Seeing them together at Venice isn’t just fan service; it signals continuity of a trusted troupe that thrives on discomfort, dark comedy, and formal risk. Festival cycles have a rhythm, and part of the Venice drama each year is spotting which auteurs bring back their ensemble.

Beyond the premiere: where Bugonia goes next

After Venice, the film is slated to play additional fall festivals before opening stateside. With Focus Features on U.S. distribution and Universal handling many international markets, expect a platforming strategy: early coastal bow, then a broader push timed to Halloween weekend’s appetite for edgy genre.

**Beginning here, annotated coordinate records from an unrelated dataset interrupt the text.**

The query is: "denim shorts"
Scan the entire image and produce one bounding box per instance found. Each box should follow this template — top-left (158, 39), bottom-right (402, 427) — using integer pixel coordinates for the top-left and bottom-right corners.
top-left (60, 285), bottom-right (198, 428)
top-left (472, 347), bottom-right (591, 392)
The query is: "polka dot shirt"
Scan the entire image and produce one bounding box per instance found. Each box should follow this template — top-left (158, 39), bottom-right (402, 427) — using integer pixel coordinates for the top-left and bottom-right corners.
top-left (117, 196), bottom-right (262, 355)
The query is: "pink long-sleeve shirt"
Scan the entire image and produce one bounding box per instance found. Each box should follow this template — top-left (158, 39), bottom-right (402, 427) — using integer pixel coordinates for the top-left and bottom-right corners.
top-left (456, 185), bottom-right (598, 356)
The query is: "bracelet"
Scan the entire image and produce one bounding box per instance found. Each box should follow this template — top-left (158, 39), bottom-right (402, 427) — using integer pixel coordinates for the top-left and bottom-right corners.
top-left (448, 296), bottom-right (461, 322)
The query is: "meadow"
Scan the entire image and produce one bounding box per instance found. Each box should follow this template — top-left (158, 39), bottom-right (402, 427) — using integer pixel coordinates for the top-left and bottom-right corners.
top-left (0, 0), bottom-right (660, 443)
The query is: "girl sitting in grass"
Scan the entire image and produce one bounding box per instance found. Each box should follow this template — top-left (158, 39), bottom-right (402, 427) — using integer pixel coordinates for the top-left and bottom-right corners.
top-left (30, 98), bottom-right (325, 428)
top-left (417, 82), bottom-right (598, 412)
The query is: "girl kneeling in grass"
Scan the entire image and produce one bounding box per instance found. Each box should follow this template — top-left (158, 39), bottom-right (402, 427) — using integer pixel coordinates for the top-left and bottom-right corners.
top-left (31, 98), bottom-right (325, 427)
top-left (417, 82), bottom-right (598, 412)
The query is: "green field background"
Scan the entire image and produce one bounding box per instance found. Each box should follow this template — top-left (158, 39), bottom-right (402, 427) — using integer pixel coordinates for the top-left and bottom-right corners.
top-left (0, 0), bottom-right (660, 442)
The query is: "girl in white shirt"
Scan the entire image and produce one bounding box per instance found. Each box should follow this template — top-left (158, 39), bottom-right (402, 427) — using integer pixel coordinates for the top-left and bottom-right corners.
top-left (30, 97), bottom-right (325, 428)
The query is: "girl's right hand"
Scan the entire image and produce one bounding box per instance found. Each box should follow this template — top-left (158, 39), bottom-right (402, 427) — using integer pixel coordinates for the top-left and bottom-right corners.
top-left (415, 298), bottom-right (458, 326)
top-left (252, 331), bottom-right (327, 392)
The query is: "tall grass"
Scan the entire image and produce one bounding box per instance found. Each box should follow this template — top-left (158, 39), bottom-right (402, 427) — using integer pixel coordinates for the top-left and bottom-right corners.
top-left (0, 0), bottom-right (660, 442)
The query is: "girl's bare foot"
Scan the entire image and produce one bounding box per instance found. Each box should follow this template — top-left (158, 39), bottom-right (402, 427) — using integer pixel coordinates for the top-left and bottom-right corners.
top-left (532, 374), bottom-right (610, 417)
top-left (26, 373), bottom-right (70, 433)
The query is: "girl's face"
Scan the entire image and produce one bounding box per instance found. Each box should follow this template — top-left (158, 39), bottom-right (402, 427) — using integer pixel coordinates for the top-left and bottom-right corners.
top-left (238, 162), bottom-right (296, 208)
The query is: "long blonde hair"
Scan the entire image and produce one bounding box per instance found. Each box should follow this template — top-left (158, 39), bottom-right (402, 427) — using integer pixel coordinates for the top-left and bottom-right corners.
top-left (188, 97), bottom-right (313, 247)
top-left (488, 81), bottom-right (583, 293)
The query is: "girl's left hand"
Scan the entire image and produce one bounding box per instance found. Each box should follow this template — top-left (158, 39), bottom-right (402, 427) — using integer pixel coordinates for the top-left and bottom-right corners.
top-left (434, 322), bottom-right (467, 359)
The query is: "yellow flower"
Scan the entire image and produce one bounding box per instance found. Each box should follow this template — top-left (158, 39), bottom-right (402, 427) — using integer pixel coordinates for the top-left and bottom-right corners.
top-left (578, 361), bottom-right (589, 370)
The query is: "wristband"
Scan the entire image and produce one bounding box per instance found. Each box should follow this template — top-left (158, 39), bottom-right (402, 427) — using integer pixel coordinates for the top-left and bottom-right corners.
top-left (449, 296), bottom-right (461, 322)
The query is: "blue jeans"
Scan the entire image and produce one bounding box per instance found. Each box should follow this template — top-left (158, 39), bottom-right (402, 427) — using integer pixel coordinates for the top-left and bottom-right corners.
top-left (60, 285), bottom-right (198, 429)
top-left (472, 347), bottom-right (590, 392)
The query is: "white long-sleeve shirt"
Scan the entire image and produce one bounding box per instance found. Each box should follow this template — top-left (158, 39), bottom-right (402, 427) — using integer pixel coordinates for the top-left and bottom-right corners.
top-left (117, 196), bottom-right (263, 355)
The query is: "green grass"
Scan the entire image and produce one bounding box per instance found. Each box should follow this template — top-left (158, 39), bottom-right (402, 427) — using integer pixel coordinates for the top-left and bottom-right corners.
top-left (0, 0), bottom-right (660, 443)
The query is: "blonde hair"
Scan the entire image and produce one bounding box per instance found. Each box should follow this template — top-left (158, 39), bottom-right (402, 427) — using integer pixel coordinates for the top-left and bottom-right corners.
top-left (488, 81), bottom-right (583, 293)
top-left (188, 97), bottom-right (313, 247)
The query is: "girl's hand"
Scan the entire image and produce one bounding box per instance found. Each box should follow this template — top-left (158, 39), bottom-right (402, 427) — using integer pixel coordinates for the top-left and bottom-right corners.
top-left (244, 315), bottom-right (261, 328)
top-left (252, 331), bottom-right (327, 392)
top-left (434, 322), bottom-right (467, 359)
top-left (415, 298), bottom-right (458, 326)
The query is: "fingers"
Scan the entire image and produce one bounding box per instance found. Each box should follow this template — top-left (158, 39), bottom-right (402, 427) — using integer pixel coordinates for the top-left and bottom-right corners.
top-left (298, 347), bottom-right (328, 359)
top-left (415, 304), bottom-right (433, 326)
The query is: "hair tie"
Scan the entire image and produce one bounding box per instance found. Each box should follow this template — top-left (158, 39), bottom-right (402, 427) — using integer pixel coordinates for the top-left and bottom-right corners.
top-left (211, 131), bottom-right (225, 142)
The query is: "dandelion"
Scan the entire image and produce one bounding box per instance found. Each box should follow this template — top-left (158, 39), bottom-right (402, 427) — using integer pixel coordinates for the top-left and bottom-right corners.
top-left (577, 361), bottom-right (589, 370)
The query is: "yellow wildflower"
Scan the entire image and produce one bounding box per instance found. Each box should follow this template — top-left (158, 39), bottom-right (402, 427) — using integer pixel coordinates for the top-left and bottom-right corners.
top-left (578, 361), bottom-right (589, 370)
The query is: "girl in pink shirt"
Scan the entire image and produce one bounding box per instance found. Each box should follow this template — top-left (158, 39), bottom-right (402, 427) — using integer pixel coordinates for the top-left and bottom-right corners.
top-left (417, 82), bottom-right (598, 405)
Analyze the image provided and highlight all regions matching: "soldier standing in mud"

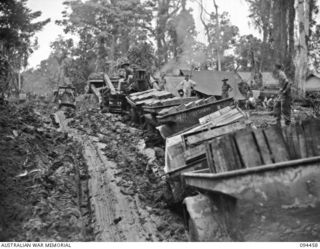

Emma Stone and Willem Dafoe greet on the red carpet at the Venice Bugonia world premiere

Whether the film becomes a mainstream hit is less important than the conversation it stirs; Lanthimos projects tend to leg out via think-pieces, awards chatter, and passionate fan evangelism.

Frequently asked questions

Did Emma Stone and Willem Dafoe actually kiss? Media outlets and social clips show what appears to be a brief, friendly peck during greetings on the carpet. Neither has commented publicly.

When did Bugonia premiere? August 28, 2025 at the Venice Film Festival (main competition).

Who’s in the cast? Emma Stone, Jesse Plemons, Aidan Delbis, Alicia Silverstone—and yes, you’ll spot comedian Stavros Halkias in the ensemble.

When does it hit theaters? U.S. limited release on October 24, 2025; wide on October 31, 2025 (current plan).

Editorial note: navigating rumor vs. reality

Festival red carpets are built for moments that live forever online. But it’s worth repeating: a quick greeting caught at the right angle can look like more than it is. Our policy is to separate verified facts (premiere date, cast, release plans, critical takeaways) from viral interpretation. The Venetian stagecraft delivered both—and Bugonia itself gives audiences plenty to debate once the lights go down.